A novel select-best and prepotency evolution algorithm and its application to develop industrial oxidation reaction macrokinetic model

Abstract

A novel evolution algorithm with the select-best and prepotency operator (SPO), named select-best and prepotency evolution algorithm (SPEA), is proposed. The main genetic operators of SPEA are the proposed SPO and the uniform mutation operator. The SPO is defined as follows. Every individual in population has the same chance to select the best individual within its neighborhood range (the select-best range.) and produce new individuals through the crossover with the selected individual. Then the best one of two new individuals is selected as one individual of the next generation. With the SPO that preserves the diversity of individuals to avoid premature and can make excellent individuals be selected many a time, SPEA possesses advantages over conventional genetic algorithms. To compare the performances of SPEA with those of the real-coded genetic algorithm (GA), SPEA and the real-coded GA were applied to search the global optimal solution of a benchmark function. The comparison results demonstrated that SPEA spends less CPU time than the real-coded GA, the on-line, off-line, and local searching performances of SPEA are superior to those of the real-coded GA, and the probability of obtaining the global optimal solution for SPEA is larger than that for the real-coded GA. In addition, the relationship between the select-best neighborhood range and the CPU time consumed by SPEA was analyzed as well as the relationship between the select-best neighborhood range and the ratio of obtaining the global optimal solution.

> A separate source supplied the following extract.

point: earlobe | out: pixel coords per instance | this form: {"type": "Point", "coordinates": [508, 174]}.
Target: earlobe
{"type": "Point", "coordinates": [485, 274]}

The results demonstrated that the proper ratio of the individual number in the select-best neighborhood to that in the population was 6%. Finally, SPEA was applied to develop a macrokinetic model of the industrial oxidation reaction of p-xylene to terephthalic acid (OXTA) in an Amoco reactor. The macrokinetic model based on the intrinsic kinetics model introduced the correction coefficients into the rate constants of the intrinsic kinetics model to indicate the mass transfer effects presented in the Amoco reactor. Then, with the data of the industrial OXTA, SPEA was employed to obtain the optimal correction coefficients, and the macrokinetic model with high precision for the industrial OXTA was developed.